Теперь еще несколько слов о подвале, который подростки из компании Штёртебекера и Туллы Покрифке намеревались предоставить в распоряжение Мальке. Тулла Покрифке подвела ко мне некоего Ренванда — я знал его только в лицо: он был служкой в церкви Сердца Христова. Ренванд стал делать таинственные намеки, потом заговорил об охране, которая будет сопровождать Мальке, пистолет ему, конечно, придется сдать.
— Если он решит к нам прийти, мы, разумеется, завяжем ему глаза. И еще ему надо будет подписать клятвенное обещание и так далее, чистейшая формальность, конечно. Заплатим мы хорошо. Либо наличными, либо часами. Мы и сами ничего не делаем задаром.
Но Мальке не желал ни чистейших формальностей, ни гонорара. Я пробовал его подзадорить:
— Чего ты, собственно, хочешь? Ничем на тебя не угодишь. Тогда поезжай в Тухель-Норд. Там теперь следующий призыв. Кладовщик и повар еще помнят тебя и будут в восторге, если ты щегольнешь перед ними своими орденами да еще речью попотчуешь.
Мальке спокойно выслушивал все предложения, иногда посмеивался, одобрительно кивал, задавал весьма деловые вопросы касательно намечаемых мероприятий и, как только выяснялось, что ничто более не препятствует тому или иному начинанию, коротко и угрюмо отвергал любое, даже приглашение гаулейтера, ибо с самого начала знал одну только цель: актовый зал нашей гимназии.
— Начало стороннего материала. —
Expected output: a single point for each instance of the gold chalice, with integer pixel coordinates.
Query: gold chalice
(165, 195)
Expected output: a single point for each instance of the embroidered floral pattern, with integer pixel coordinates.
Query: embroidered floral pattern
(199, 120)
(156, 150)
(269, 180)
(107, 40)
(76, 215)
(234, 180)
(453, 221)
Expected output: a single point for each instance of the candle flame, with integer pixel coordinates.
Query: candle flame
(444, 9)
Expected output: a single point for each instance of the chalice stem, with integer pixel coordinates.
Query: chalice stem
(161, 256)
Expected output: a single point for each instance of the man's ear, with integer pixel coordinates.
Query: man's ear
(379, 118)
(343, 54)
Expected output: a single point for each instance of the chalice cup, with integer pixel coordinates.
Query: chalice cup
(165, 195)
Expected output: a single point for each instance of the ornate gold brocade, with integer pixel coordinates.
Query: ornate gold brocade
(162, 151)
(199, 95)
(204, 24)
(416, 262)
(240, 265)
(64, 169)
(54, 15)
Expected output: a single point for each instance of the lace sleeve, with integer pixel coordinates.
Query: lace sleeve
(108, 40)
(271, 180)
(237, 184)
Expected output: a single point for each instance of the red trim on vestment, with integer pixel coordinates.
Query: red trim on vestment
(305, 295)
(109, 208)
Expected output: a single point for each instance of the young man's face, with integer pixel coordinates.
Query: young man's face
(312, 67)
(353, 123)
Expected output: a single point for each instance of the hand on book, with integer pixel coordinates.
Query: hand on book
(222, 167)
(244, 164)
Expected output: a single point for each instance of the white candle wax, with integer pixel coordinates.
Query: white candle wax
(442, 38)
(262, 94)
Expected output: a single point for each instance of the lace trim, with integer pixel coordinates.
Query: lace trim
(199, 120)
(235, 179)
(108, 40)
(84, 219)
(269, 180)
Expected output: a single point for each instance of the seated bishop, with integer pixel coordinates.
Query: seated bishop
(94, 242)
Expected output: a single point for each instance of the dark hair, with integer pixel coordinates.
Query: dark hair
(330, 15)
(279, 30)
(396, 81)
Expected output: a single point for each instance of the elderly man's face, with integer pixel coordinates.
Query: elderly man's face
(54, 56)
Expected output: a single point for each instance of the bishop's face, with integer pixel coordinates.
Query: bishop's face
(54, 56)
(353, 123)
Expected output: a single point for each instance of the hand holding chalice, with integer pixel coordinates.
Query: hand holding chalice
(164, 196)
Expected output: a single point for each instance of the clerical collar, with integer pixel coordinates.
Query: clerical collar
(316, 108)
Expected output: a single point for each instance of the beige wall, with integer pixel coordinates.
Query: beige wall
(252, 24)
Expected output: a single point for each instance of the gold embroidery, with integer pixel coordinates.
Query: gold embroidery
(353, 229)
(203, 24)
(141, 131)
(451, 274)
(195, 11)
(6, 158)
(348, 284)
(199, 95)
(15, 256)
Во что бы то ни стало хотел он стоять в трепещущем золотой пылью свете, который лился сквозь стрельчатые новоготические окна. Хотел читать свой доклад среди запаха трехсот тихо и громко пердевших гимназистов. Хотел знать, что позади него, вокруг него толпятся его постаревшие, поистрепавшиеся учителя. Хотел стоять перед портретом на задней стене зала, изображавшим основателя гимназии барона фон Конради, изжелта-бледного и бессмертного под толстым блестящим слоем лака. Хотел войти через одну из потемневших от времени двустворчатых дверей в актовый зал, хотел после краткой, весьма целеустремленной речи выйти в другую; но Клозе в мелкоклетчатых брюках гольф стоял одновременно у обеих дверей:
— Как солдат, вы должны были бы знать, Мальке. Нет, эти уборщицы мыли скамейки без особых на то причин, не для вас, не для вашей речи. Как бы хорошо ни был продуман ваш план, ничего из него не выйдет: многие — уж позвольте вам это сказать — всю жизнь любят драгоценные ковры и умирают на дощатом полу. Учитесь отречению, Мальке!
Правда, Клозе до известной степени сдал свои позиции, созвал совещание, и совещание, в согласии с директором школы Хорста Весселя, вынесло решение: «Порядки гимназии требуют…»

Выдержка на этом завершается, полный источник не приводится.